Домены – неочевидные опасности для инфраструктуры
Многие администраторы придерживаются принципа, что имя узла должно отражать его роль. Это распространенная практика и в том или ином виде используется многими, в том числе и автором этого канала.
Действительно, просто и понятно:
SRV-DC01
SRV-SMB01
UBNT-GW01
VPN-WG02
Подобный подход перешел и на доменные имена или, как их чаще называют, поддомены. Система плюс-минус та же:
mail.example.com
ftp.example.com
rdp.example.com
share.eample.com
Легко понять, легко запомнить, легко продиктовать, при необходимости. Долгое время такая схема не вызывала проблем, до тех пор, пока не случился массовый переход на защищенные соединения.
Сегодня TLS-защита и валидный сертификат от внешнего CA являются нормой жизни, но они же несут в себе новые угрозы, достаточно неочевидные.
Дело в том, что как только вы хотя бы один раз получите сертификат для своего доменного имени, то любой желающий легко и просто сможет получить его и все остальные поддомены вашего домена простым запросом.
И это не утечка, и не уязвимость. Для прозрачности деятельности и повышения безопасности управления сертификатами все серьезные CA (включая СА Минцифры) поддерживают и ведут публичные Certificate Transparency логи, куда вносят все выданные сертификаты.
Это хорошо для безопасности сертификатов и пользователей, так как можно всегда проконтролировать кто, где и когда выпускал сертификаты для домена. Но это может быть очень плохо в плане раскрытия информации об инфраструктуре.
Любой праздношатающийся легко и непринужденно получает полный список ваших ресурсов, даже если они находятся на разных площадках и у разных провайдеров.
Далее ему сразу становится понятно назначение многих узлов. Т.е. больше ему не нужно угадывать, что скрывается за тем или иным узлом, все и так написано в доменном имени. Это уменьшает активность злоумышленника, а следовательно, уменьшает шансы заметить и пресечь ее еще на раннем этапе.

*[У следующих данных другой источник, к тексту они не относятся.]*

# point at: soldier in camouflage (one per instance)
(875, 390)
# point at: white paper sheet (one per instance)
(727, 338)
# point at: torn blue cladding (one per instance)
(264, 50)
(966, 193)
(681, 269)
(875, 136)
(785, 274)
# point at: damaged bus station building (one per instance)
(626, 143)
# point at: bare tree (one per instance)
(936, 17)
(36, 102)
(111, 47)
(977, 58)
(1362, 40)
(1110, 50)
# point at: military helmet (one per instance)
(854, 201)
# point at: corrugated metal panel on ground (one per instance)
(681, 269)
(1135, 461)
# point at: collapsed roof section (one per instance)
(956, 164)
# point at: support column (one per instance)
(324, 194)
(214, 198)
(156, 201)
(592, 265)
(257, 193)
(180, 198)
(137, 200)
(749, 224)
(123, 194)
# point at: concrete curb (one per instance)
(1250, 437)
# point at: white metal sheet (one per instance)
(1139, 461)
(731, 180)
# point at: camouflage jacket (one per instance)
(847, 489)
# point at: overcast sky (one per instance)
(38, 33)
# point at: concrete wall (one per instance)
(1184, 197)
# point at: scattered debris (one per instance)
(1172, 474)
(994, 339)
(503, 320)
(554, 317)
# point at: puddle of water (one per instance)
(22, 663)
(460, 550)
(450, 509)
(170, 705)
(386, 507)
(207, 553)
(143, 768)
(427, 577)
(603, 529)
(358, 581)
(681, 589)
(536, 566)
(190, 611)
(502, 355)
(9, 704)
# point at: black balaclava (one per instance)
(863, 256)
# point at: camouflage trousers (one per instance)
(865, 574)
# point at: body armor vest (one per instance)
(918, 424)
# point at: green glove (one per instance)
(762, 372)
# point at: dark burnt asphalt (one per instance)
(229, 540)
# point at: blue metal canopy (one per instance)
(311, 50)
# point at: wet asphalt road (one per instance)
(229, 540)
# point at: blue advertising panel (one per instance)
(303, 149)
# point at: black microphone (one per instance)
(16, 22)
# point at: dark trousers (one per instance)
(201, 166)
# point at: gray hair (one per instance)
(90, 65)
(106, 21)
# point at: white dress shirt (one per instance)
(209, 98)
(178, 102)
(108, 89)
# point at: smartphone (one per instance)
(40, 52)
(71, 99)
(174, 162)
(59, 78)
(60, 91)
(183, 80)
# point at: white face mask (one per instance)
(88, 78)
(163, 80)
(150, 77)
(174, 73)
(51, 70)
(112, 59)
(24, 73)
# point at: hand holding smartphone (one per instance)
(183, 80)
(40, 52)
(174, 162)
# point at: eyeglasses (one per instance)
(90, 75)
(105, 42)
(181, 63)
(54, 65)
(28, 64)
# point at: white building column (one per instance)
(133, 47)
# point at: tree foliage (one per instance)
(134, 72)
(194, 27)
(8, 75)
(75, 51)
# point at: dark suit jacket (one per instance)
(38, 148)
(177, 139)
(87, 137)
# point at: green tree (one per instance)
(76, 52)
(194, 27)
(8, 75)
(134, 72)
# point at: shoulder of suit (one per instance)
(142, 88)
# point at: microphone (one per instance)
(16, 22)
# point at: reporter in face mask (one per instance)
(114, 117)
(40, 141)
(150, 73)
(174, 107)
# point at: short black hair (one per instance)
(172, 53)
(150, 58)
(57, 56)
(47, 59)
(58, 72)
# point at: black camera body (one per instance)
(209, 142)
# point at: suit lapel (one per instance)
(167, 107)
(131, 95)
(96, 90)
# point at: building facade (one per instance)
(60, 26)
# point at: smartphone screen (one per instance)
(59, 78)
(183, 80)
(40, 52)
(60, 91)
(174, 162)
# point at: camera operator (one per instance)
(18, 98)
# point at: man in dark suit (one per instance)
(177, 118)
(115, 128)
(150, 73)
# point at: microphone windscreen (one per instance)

А сам злоумышленник может сразу выделить интересующие его узлы инфраструктуры и сосредоточить на них свое внимание, не распыляясь на все подряд.
Кроме того, сами администраторы порой добровольно дают хорошие подсказки. Скажем у нас уже есть узел терминального сервера, теперь мы решили ввести второй. Да что там думать, давай сделаем так:
rdp.example.com
rdp22.example.com
или
rdp2022.example.com
Даже если это число обозначает просто год, то уже дает намек на то, что на другом сервере стоит более старая версия ПО, что уже делает его приоритетным. Ну а если мы видим такое, то тут и думать ничего не надо (реальный пример, между прочим):
rdp2008.example.com
rdp2012.example.com
rdp2016.example.com
Подобный подход именования сервисов равносилен тому, что вы нарисовали и публично опубликовали схему свой инфраструктуры, но при этом продолжаете замазывать белые IP на скриншотах.
Как быть, что делать? Ну в крайности впадать тоже не стоит, совершенно абстрактные имена доменов также неудобны и приводят к сложностям и хаосу. Попробуйте без дополнительных записей поймите кто здесь есть кто?
p4sssic.example.com
3f1f9b6.example.com
tafcbbd.example.com
То-то же… В тоже время в мире есть много простых и запоминающихся взаимосвязанный некоторой общностью наборов слов, которые можно использовать в качестве доменных имен.
Вы можете даже построить некоторую систему, которая будет понятна только вам, но не раскроет лишней информации злоумышленнику. Женские имена, цвета, буквы греческого алфавита, животные, породы собак, кошек, планеты, звезды и т.д. и т.п.
Попробуйте догадаться, что стоит за каждым сервисом:
red.example.com
yellow.example.com
green.example.com
Их столь же просто запомнить, легко понять, легко продиктовать… Но они не раскрывают никакой дополнительной информации о вашей инфраструктуре.